Le consommato-scepticisme des européens
UNE CONSOMMATION VRAIMENT MAL VUE
Si les Européens ont une sombre vision du monde, ils portent sur la consommation un regard qui l’est tout autant. Dans leur esprit, elle est associée à une liste de vocables qui s’inscrivent tous dans une rhétorique négative (Fig. 14). Matérialiste, superficielle, manipulatrice, individualiste, influencée… tel est le quintet choisi par les Européens pour la désigner en priorité. Elle est ensuite vue comme injuste et dangereuse. Ce rejet est partagé dans l’ensemble des pays. Sans trop de surprise, les seniors se montrent les plus acerbes pour désigner une consommation qui, avec le temps, aurait mal tourné. Le premier terme positif, responsable, intervient seulement en 8e position.
FIG. 14 :
QUAND LE CONSOMMATEUR PLAIDE COUPABLE…
La conscientisation environnementale a pour effet une plus ou moins mauvaise conscience des Européens, eu égard à leurs comportements de consommateurs (Fig. 15).

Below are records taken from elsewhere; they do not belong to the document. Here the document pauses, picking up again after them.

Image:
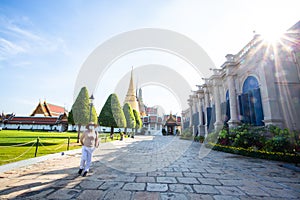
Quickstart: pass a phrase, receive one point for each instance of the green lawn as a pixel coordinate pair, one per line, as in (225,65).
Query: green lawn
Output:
(13,147)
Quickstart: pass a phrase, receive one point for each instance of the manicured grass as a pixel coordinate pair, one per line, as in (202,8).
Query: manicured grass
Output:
(20,145)
(13,147)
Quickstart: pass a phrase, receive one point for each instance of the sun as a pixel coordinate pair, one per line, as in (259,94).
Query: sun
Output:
(272,35)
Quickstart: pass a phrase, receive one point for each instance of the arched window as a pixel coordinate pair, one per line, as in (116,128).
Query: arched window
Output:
(250,103)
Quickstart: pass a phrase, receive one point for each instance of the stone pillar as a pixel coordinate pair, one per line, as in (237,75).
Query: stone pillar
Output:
(234,121)
(272,114)
(191,114)
(201,127)
(206,105)
(218,124)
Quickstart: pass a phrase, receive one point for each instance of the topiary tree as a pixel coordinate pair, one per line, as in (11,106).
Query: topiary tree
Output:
(130,119)
(70,118)
(138,120)
(112,114)
(94,116)
(81,109)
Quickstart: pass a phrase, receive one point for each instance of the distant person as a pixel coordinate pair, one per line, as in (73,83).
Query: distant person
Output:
(89,141)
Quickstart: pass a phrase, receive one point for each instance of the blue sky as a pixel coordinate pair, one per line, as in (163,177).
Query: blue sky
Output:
(44,43)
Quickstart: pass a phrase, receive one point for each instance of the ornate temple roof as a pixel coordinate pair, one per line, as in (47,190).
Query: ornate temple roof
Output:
(48,110)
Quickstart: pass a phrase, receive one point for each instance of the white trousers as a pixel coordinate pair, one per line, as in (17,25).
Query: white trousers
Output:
(86,158)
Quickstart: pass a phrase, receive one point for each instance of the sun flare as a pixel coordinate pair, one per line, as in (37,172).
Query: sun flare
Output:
(272,35)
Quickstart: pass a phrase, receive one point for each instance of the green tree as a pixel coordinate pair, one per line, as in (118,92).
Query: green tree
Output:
(94,116)
(112,114)
(81,109)
(138,120)
(70,118)
(130,119)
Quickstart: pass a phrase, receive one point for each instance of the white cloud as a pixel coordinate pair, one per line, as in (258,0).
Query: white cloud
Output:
(7,48)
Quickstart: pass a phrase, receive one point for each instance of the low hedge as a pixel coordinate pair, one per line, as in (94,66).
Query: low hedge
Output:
(278,156)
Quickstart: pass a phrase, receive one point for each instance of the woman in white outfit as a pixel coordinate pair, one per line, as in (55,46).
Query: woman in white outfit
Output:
(89,140)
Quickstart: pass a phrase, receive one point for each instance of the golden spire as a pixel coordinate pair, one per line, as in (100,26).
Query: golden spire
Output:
(131,96)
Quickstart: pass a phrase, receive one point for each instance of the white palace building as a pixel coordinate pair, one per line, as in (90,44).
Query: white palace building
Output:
(260,85)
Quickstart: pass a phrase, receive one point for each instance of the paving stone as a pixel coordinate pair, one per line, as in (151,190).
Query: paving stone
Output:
(117,194)
(209,181)
(157,187)
(253,191)
(225,197)
(156,173)
(90,184)
(205,189)
(174,174)
(114,175)
(283,193)
(91,194)
(145,179)
(125,178)
(232,182)
(64,194)
(166,179)
(199,170)
(230,190)
(134,186)
(181,188)
(187,180)
(111,185)
(40,194)
(146,195)
(194,196)
(192,174)
(173,196)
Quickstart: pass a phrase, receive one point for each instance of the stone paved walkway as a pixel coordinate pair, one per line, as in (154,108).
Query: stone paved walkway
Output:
(152,168)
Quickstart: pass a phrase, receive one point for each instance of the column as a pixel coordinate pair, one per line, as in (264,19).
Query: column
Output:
(196,123)
(206,105)
(272,114)
(191,114)
(234,121)
(218,124)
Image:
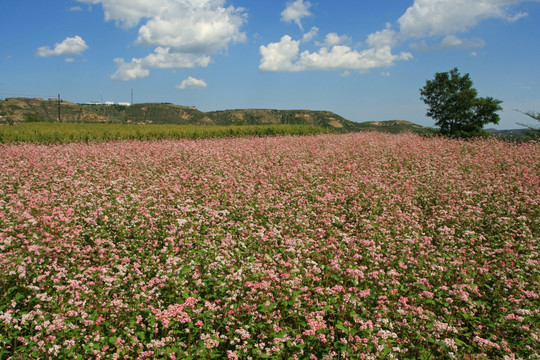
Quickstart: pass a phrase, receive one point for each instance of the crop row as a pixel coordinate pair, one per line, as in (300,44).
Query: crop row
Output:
(49,133)
(356,246)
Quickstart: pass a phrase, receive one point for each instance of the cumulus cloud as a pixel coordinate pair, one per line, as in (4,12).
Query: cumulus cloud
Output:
(191,82)
(285,56)
(184,32)
(447,17)
(295,11)
(161,58)
(333,39)
(436,23)
(70,46)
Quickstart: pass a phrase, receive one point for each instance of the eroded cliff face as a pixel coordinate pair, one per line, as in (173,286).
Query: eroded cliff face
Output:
(24,109)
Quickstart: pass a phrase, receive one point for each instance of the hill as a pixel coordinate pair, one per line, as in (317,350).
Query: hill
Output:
(17,110)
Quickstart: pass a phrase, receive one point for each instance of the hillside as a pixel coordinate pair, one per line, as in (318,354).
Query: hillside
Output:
(17,110)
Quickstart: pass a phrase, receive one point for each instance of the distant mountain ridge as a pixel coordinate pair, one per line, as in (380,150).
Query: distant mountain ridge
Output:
(26,109)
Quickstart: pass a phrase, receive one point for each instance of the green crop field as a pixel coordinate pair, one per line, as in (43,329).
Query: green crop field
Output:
(41,132)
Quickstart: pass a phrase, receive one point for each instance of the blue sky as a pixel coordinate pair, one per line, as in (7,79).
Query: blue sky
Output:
(363,59)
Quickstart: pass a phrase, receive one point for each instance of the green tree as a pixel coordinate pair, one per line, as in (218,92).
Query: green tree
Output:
(455,106)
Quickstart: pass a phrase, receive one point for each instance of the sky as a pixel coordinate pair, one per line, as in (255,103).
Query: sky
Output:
(365,60)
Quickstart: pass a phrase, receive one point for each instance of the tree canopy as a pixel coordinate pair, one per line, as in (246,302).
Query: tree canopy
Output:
(455,106)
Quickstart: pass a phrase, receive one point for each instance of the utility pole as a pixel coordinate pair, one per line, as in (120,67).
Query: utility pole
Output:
(59,101)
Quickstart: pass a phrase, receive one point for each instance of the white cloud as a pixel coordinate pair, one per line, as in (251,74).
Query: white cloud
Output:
(453,42)
(189,26)
(129,71)
(191,82)
(295,11)
(447,17)
(279,56)
(333,39)
(161,58)
(70,46)
(184,32)
(285,56)
(382,38)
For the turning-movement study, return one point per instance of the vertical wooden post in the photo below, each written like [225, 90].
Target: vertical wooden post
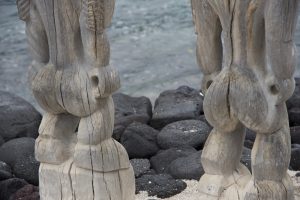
[72, 81]
[246, 51]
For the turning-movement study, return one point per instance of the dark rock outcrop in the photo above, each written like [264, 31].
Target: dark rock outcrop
[130, 109]
[176, 105]
[162, 185]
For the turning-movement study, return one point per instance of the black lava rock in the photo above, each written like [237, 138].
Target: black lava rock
[1, 140]
[187, 167]
[19, 154]
[129, 109]
[295, 134]
[161, 161]
[248, 144]
[140, 166]
[250, 135]
[162, 185]
[176, 105]
[184, 133]
[10, 186]
[5, 171]
[18, 118]
[140, 140]
[295, 159]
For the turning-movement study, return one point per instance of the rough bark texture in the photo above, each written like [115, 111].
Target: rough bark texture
[246, 51]
[72, 81]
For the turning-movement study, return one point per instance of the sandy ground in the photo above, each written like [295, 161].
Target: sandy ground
[191, 193]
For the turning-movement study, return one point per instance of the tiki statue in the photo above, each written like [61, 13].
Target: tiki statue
[246, 51]
[72, 81]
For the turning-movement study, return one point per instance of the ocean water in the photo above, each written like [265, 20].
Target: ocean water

L’achat de produits emballés dans du plastique arrive ainsi en tête de liste (52 %), suivi par le non-tri des déchets (42 %) et le fait de rouler dans une voiture diesel (36 %). Trois actions qui démontrent l’efficacité des campagnes de communication ciblées sur des problématiques environnementales précises.
Les grandes surfaces ne sont plus aux yeux de tous les temples bénis de la consommation qu’elles étaient autrefois (35 %), validant la remise en cause de ce modèle économique entamée par de nombreuses enseignes.
Et manger de la viande provoque également un rejet significatif (35 %). En revanche, prendre l’avion n’assombrit pas encore vraiment les consciences, confirmation que les vacances et les loisirs gardent les faveurs consuméristes des Européens (21 %).
FIG. 15 :
FIG. 16 :
Tendance activiste
Le flygskam, ou la « honte de prendre l’avion », est un phénomène en voie de décollage. Venu de Suède, il commence à se répandre en Europe et aux États-Unis.
Ce choix de privilégier tous les moyens de transports autres que l’avion a une incidence directe sur le marché aérien suédois : -6 % sur le trafic intérieur, -2 % sur les vols internationaux.
Si ce phénomène venait à prendre de l’ampleur, les prévisions du trafic mondial s’en trouveraient significativement affectées.
DES CONSOMMATEURS QUI DÉPENSENT MOINS
Cette vision d’une consommation porteuse de valeurs négatives se traduit dans l’envie même des Européens à vouloir dépenser (Fig. 17). 42 % d’entre eux estiment moins consommer qu’il y a 3 ans, seulement 17 % estimant effectuer plus d’achats. Italiens, Portugais et Suédois sont les plus nombreux à avoir le sentiment de moins consommer, alors que les Polonais et les Roumains pensent le plus consommer d’avantage.
Au plan générationnel, les seniors sont significativement plus nombreux que les millennials à avoir réduit leurs dépenses (47 % vs 37 %).
FIG. 17 :
MOINS DE MOYENS, MOINS DE BESOINS
Les raisons de cette moindre consommation sont souvent économiques, particulièrement pour les seniors.
Elles font aussi apparaître un niveau d’équipements satisfaisant et des besoins en recul (Fig. 18). Les pays du Sud, et ceux d’Europe de l’Est mettent en avant les premières, tandis que les pays du Nord distinguent les secondes.
FIG. 18 :
Tendance activiste
Phénomène inédit, les ventes (ou la demande) de Produits de Grande Consommation (PGC) ont connu en Europe une croissance en volume nulle (source Nielsen).
Alors que celle-ci était légèrement positive en Espagne et en Italie (+1,3 %), elle était négative en Allemagne, au Royaume-Uni et en France (-0,5 %, -0,4 %, -0,3 %).
Au plan mondial, leur croissance était seulement de 2 %, soit deux fois moins que la croissance économique mondiale.
DES HÉSITATIONS POUR L’AVENIR
Pour les années à venir, les Européens se montrent plus hésitants quant à diminuer leur consommation (Fig. 19).
6 sur 10 s’attendent à ne consommer ni plus ni moins.
Seulement 1 sur 10 souhaite accroître sa consommation, alors que 3 sur 10 envisagent une réduction des dépenses.
Dans tous les pays, l’incertitude concernant une consommation plus ou moins élevée est supérieure à la moyenne.